The Commission found that, although other people were also partly responsible for the trespass, Mr. Brekkas had an obligation to ensure that a trespass did not occur since he participated in the logging operation from beginning to end. He failed to live up to that obligation and, therefore, was in contravention of section 138(1). The Commission also found that Mr. Brekkas, as an occupier of private land adjacent to Crown land, was in contravention of section 138.1(1) for failing to inform the logger of the boundaries before authorizing any logging. The Commission rescinded the contravention of section 138.1(2) since section 138.1(1) was more pertinent.
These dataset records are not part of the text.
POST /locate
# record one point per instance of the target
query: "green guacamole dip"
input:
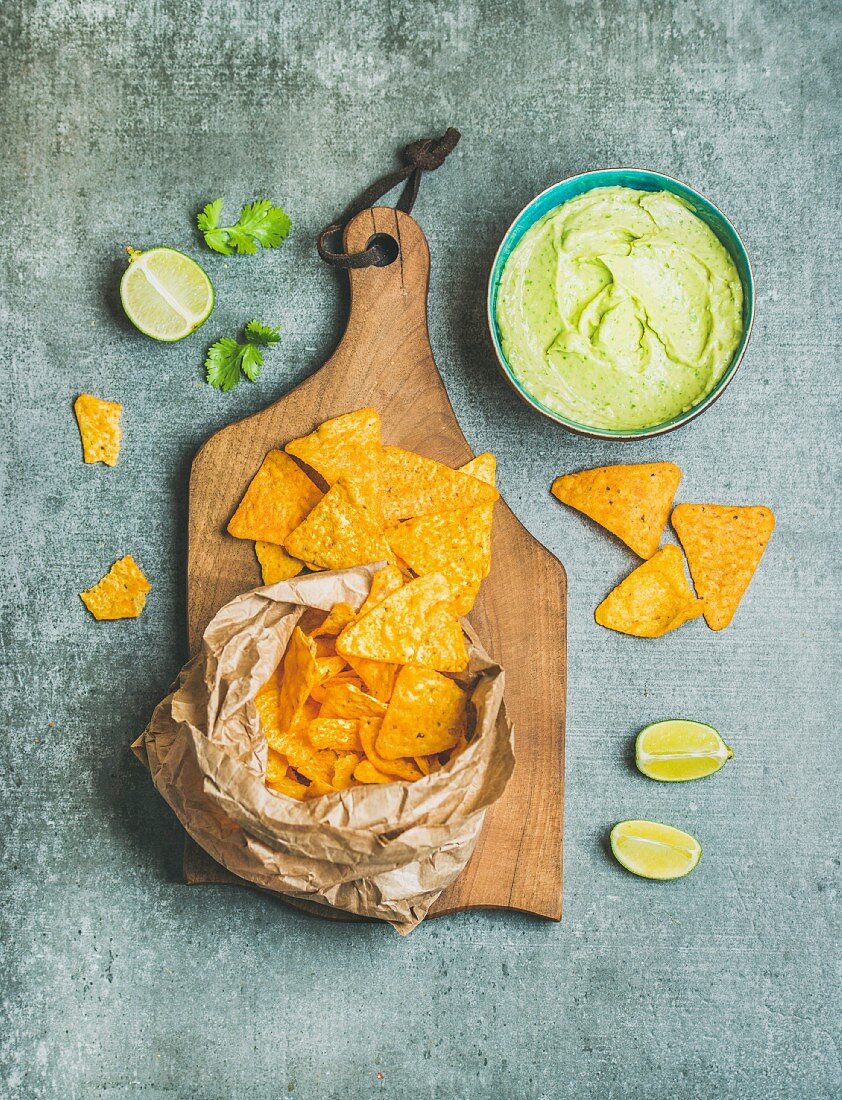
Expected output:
(620, 309)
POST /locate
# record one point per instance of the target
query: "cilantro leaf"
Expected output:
(228, 360)
(251, 361)
(262, 334)
(209, 217)
(260, 226)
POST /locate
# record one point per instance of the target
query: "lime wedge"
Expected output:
(677, 750)
(654, 850)
(165, 294)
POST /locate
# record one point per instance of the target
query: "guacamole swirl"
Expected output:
(620, 308)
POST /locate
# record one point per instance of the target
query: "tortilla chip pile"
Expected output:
(362, 697)
(723, 545)
(379, 504)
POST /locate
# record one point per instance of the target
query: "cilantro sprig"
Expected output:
(260, 226)
(228, 360)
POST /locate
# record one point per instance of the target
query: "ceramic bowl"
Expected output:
(643, 180)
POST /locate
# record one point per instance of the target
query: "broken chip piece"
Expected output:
(347, 447)
(723, 545)
(455, 543)
(427, 714)
(120, 594)
(415, 625)
(338, 534)
(415, 486)
(277, 499)
(653, 600)
(632, 502)
(275, 563)
(99, 427)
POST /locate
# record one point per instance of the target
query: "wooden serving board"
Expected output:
(384, 361)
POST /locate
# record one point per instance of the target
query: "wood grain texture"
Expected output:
(384, 360)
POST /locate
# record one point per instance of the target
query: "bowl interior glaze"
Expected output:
(643, 180)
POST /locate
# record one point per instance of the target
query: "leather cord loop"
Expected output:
(419, 156)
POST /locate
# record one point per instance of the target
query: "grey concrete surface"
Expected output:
(118, 122)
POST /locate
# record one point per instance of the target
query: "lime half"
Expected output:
(677, 750)
(165, 294)
(654, 850)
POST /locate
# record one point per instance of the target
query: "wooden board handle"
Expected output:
(384, 360)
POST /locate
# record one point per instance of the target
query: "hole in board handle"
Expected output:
(387, 246)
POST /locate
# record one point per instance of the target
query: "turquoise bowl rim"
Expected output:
(646, 180)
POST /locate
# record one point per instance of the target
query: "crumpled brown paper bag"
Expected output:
(386, 850)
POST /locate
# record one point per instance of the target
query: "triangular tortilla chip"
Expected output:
(298, 674)
(280, 496)
(343, 770)
(455, 543)
(415, 486)
(365, 772)
(343, 700)
(347, 677)
(338, 534)
(723, 547)
(653, 600)
(332, 733)
(120, 594)
(347, 447)
(427, 714)
(403, 769)
(339, 616)
(483, 466)
(415, 625)
(99, 427)
(384, 582)
(316, 765)
(275, 563)
(632, 502)
(379, 677)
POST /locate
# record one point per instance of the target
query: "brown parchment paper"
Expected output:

The Commission then considered the appropriate penalty. The Commission found that the proper approach where more than one person is responsible for a trespass is to determine the penalty as a whole, and then allocate that penalty amongst those responsible based on their role in the trespass, economic benefit from the trespass, and cooperativeness during the investigation. The District Manager had applied the whole penalty to each of the parties. The Commission noted that Mr. Brekkas was primarily responsible for the trespass. If Mr. Brekkas had advised the loggers that he did not know where the boundary was, or if he had correctly informed them of where the boundary was, the trespass would not have occurred. He also initially tried to mislead the Ministry of Forests during the investigation. The Commission concluded the appropriate penalty in the circumstances was two times stumpage, or $51,226.28, with Mr. Brekkas apportioned $17,051.46 to deprive him of his profits and give him a significant monetary penalty. The appeal was allowed, in part.